2010年2月18日
日本政府は、草の根・人間の安全保障無償資金協力により、パーサック川及びコンケン川支流保護・回復住民ネットワークに対して、「パーサック川及びコンケン川支流保護・回復のための防災能力強化計画」にかかる総額3,062,300バーツの支援を決定しました。平成22年2月10日、在タイ日本国大使館において、小町恭士大使とパーサック川及びコンケン川支流保護・回復住民ネットワークのオラヌット・ポンピンヨー代表との間で署名式が行われました。
タイ中央部のペッチャブーン県では、毎年5月から10月頃の雨季には、各所で大小規模の土砂崩れや河川の増水による洪水が発生しています。中でも、2006年9月の豪雨では、鉄砲水と洪水によりロムサック郡の8割以上が冠水し、収穫前の稲田が全滅したばかりか、家屋倒壊、床上浸水などの甚大な被害をもたらし、県内各所に大きな爪痕を残しました。
この災害をきっかけに、ロムサック郡内における215家族が中心となって防災対策委員会を設立し、災害軽減局や地方自治体との連携の下、河川の美化活動や河川やダムの水位の監視を行うなど、住民の手による災害に強いコミュニティ作りに取り組んでいます。しかしながら、住民の防災能力はまだ十分とは言えません。
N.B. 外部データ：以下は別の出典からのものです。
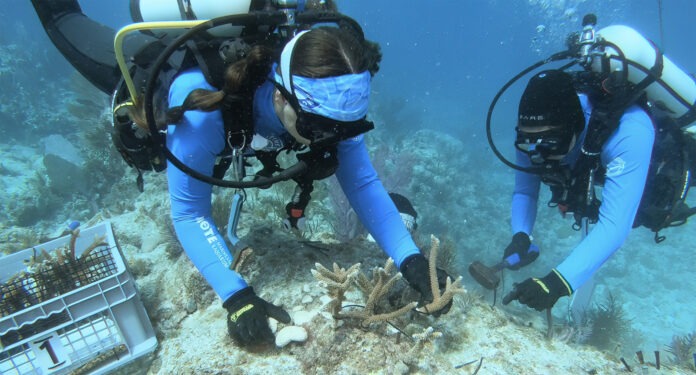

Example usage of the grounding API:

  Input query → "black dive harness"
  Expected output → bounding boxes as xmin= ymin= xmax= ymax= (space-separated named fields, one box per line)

xmin=143 ymin=12 xmax=370 ymax=189
xmin=486 ymin=13 xmax=696 ymax=242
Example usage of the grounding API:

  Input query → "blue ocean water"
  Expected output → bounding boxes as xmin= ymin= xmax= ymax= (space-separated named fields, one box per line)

xmin=0 ymin=0 xmax=696 ymax=372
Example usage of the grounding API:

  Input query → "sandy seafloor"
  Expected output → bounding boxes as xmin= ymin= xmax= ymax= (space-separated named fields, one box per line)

xmin=1 ymin=102 xmax=696 ymax=374
xmin=0 ymin=1 xmax=696 ymax=374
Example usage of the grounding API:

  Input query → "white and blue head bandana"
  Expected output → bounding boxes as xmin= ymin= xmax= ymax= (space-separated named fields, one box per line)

xmin=273 ymin=30 xmax=371 ymax=121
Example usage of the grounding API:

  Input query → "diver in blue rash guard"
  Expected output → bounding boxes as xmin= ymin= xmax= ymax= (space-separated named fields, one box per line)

xmin=33 ymin=0 xmax=449 ymax=345
xmin=503 ymin=70 xmax=655 ymax=311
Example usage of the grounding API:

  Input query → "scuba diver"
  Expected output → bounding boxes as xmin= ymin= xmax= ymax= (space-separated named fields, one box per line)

xmin=32 ymin=0 xmax=449 ymax=346
xmin=478 ymin=14 xmax=696 ymax=319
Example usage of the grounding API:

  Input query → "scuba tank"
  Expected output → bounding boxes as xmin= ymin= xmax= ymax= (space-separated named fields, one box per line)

xmin=589 ymin=25 xmax=696 ymax=118
xmin=130 ymin=0 xmax=251 ymax=37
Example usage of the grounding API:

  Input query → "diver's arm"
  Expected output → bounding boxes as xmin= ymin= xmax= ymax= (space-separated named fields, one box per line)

xmin=510 ymin=150 xmax=541 ymax=236
xmin=336 ymin=136 xmax=420 ymax=268
xmin=167 ymin=69 xmax=247 ymax=301
xmin=557 ymin=107 xmax=655 ymax=290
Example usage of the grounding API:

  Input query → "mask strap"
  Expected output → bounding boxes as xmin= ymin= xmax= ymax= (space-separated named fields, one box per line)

xmin=280 ymin=30 xmax=309 ymax=96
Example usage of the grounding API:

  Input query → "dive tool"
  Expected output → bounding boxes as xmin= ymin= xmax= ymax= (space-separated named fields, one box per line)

xmin=469 ymin=244 xmax=539 ymax=290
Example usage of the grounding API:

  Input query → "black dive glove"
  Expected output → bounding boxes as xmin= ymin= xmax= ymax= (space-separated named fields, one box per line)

xmin=400 ymin=254 xmax=452 ymax=317
xmin=503 ymin=269 xmax=573 ymax=311
xmin=503 ymin=232 xmax=539 ymax=270
xmin=222 ymin=287 xmax=290 ymax=346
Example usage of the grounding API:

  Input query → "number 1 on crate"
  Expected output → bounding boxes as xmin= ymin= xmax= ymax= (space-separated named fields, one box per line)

xmin=29 ymin=334 xmax=71 ymax=374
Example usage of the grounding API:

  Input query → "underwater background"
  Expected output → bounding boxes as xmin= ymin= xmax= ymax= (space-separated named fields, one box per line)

xmin=0 ymin=0 xmax=696 ymax=373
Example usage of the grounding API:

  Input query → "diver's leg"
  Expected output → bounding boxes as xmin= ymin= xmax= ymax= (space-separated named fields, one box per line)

xmin=31 ymin=0 xmax=121 ymax=94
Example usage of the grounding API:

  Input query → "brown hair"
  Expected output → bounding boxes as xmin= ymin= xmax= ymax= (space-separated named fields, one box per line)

xmin=167 ymin=45 xmax=273 ymax=123
xmin=153 ymin=27 xmax=382 ymax=124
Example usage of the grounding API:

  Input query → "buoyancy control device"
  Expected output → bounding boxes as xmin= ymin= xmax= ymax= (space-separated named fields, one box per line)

xmin=486 ymin=14 xmax=696 ymax=242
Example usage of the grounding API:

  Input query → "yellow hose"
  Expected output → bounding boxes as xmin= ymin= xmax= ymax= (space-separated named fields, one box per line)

xmin=114 ymin=20 xmax=208 ymax=105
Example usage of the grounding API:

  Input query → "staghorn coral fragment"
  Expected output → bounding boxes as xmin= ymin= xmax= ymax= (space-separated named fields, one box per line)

xmin=417 ymin=235 xmax=466 ymax=313
xmin=334 ymin=258 xmax=417 ymax=327
xmin=312 ymin=263 xmax=360 ymax=318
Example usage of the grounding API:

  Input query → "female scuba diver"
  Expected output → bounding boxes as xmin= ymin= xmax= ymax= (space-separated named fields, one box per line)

xmin=32 ymin=0 xmax=449 ymax=345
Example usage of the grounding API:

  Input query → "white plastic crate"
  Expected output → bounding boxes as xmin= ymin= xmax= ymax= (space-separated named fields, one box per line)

xmin=0 ymin=222 xmax=157 ymax=375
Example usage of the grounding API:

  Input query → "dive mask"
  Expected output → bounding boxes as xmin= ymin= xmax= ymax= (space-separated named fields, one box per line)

xmin=269 ymin=30 xmax=374 ymax=147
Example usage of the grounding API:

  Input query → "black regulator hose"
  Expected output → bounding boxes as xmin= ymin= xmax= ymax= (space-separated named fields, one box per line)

xmin=143 ymin=11 xmax=370 ymax=189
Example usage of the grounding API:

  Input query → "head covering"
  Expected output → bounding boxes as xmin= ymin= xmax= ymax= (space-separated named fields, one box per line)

xmin=274 ymin=30 xmax=371 ymax=121
xmin=518 ymin=70 xmax=585 ymax=137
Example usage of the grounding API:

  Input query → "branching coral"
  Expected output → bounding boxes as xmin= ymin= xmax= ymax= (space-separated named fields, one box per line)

xmin=418 ymin=236 xmax=466 ymax=313
xmin=312 ymin=258 xmax=417 ymax=327
xmin=0 ymin=230 xmax=110 ymax=316
xmin=587 ymin=294 xmax=631 ymax=350
xmin=312 ymin=263 xmax=360 ymax=317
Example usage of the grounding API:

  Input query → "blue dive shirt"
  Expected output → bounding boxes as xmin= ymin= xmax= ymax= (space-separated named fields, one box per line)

xmin=511 ymin=94 xmax=655 ymax=290
xmin=167 ymin=68 xmax=419 ymax=301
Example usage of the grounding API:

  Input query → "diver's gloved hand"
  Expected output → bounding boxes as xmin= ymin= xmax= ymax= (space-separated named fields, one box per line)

xmin=400 ymin=254 xmax=452 ymax=317
xmin=283 ymin=202 xmax=306 ymax=231
xmin=503 ymin=232 xmax=539 ymax=270
xmin=222 ymin=287 xmax=290 ymax=346
xmin=503 ymin=269 xmax=573 ymax=311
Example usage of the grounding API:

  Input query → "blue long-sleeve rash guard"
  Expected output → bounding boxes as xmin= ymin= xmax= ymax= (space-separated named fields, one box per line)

xmin=512 ymin=94 xmax=655 ymax=290
xmin=167 ymin=69 xmax=418 ymax=301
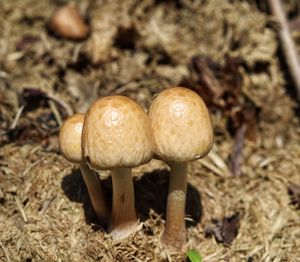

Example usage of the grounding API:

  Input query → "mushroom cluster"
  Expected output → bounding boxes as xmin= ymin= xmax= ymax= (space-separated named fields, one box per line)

xmin=59 ymin=87 xmax=213 ymax=251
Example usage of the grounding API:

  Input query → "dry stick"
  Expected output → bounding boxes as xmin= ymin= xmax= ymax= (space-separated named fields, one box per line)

xmin=268 ymin=0 xmax=300 ymax=100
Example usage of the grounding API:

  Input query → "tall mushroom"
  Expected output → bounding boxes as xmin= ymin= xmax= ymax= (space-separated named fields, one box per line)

xmin=59 ymin=114 xmax=110 ymax=226
xmin=148 ymin=87 xmax=213 ymax=251
xmin=82 ymin=96 xmax=154 ymax=239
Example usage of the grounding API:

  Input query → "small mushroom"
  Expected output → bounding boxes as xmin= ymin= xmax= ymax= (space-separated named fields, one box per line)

xmin=148 ymin=87 xmax=213 ymax=251
xmin=82 ymin=96 xmax=154 ymax=240
xmin=59 ymin=114 xmax=110 ymax=226
xmin=48 ymin=4 xmax=89 ymax=40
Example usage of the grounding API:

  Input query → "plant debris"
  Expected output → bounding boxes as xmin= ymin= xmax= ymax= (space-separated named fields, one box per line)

xmin=0 ymin=0 xmax=300 ymax=262
xmin=288 ymin=183 xmax=300 ymax=208
xmin=205 ymin=214 xmax=240 ymax=246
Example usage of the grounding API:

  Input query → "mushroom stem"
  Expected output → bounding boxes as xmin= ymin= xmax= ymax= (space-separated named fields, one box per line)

xmin=109 ymin=168 xmax=138 ymax=239
xmin=162 ymin=162 xmax=187 ymax=251
xmin=80 ymin=163 xmax=110 ymax=226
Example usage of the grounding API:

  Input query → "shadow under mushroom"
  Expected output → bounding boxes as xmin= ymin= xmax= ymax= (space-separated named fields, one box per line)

xmin=61 ymin=169 xmax=202 ymax=230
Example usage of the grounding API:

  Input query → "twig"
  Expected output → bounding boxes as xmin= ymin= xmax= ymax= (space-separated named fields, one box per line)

xmin=10 ymin=105 xmax=25 ymax=129
xmin=268 ymin=0 xmax=300 ymax=101
xmin=15 ymin=197 xmax=28 ymax=223
xmin=0 ymin=241 xmax=11 ymax=262
xmin=46 ymin=93 xmax=74 ymax=116
xmin=48 ymin=100 xmax=62 ymax=126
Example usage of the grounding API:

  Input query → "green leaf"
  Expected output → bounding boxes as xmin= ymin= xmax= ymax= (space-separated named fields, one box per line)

xmin=186 ymin=249 xmax=202 ymax=262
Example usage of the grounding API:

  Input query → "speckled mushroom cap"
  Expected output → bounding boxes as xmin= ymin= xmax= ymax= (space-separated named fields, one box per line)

xmin=82 ymin=96 xmax=154 ymax=169
xmin=58 ymin=114 xmax=84 ymax=163
xmin=148 ymin=87 xmax=213 ymax=162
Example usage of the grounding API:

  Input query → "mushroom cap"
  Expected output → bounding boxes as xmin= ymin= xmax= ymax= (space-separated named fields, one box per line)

xmin=148 ymin=87 xmax=213 ymax=162
xmin=49 ymin=4 xmax=89 ymax=40
xmin=82 ymin=96 xmax=154 ymax=169
xmin=58 ymin=114 xmax=84 ymax=163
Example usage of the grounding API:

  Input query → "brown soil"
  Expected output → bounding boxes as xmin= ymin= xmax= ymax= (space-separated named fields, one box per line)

xmin=0 ymin=0 xmax=300 ymax=261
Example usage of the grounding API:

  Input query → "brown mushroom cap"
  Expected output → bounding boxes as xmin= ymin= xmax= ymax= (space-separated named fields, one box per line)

xmin=148 ymin=87 xmax=213 ymax=162
xmin=58 ymin=114 xmax=84 ymax=163
xmin=82 ymin=96 xmax=154 ymax=169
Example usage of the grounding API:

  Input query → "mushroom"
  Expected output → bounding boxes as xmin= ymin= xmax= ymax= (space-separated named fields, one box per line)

xmin=48 ymin=4 xmax=89 ymax=40
xmin=148 ymin=87 xmax=213 ymax=251
xmin=82 ymin=96 xmax=154 ymax=240
xmin=59 ymin=114 xmax=110 ymax=226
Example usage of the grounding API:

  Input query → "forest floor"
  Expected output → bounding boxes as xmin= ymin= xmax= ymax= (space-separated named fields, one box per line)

xmin=0 ymin=0 xmax=300 ymax=262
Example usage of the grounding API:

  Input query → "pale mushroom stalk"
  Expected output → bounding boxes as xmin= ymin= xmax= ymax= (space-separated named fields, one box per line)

xmin=162 ymin=162 xmax=187 ymax=249
xmin=79 ymin=163 xmax=110 ymax=226
xmin=148 ymin=87 xmax=213 ymax=251
xmin=109 ymin=168 xmax=138 ymax=239
xmin=59 ymin=114 xmax=110 ymax=226
xmin=82 ymin=96 xmax=154 ymax=240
今回、日本政府は同団体からの要請を受け、住民の防災能力強化のための研修費用、植林や浚渫などの防災活動費用、所得創出のための職業訓練費用などを支援します。この支援により、住民の防災意識が向上し、住民一人一人が災害に備え、対処するための能力を身に付けることが期待されます。また、農業以外の副業の促進により現金収入が増加し、災害に翻弄されることのない安定した生活が可能となります。
日本政府としましては、今後とも、草の根・人間の安全保障無償資金協力を通じて、国民が安心して暮らせるための自然災害防止分野への支援を行っていく方針です。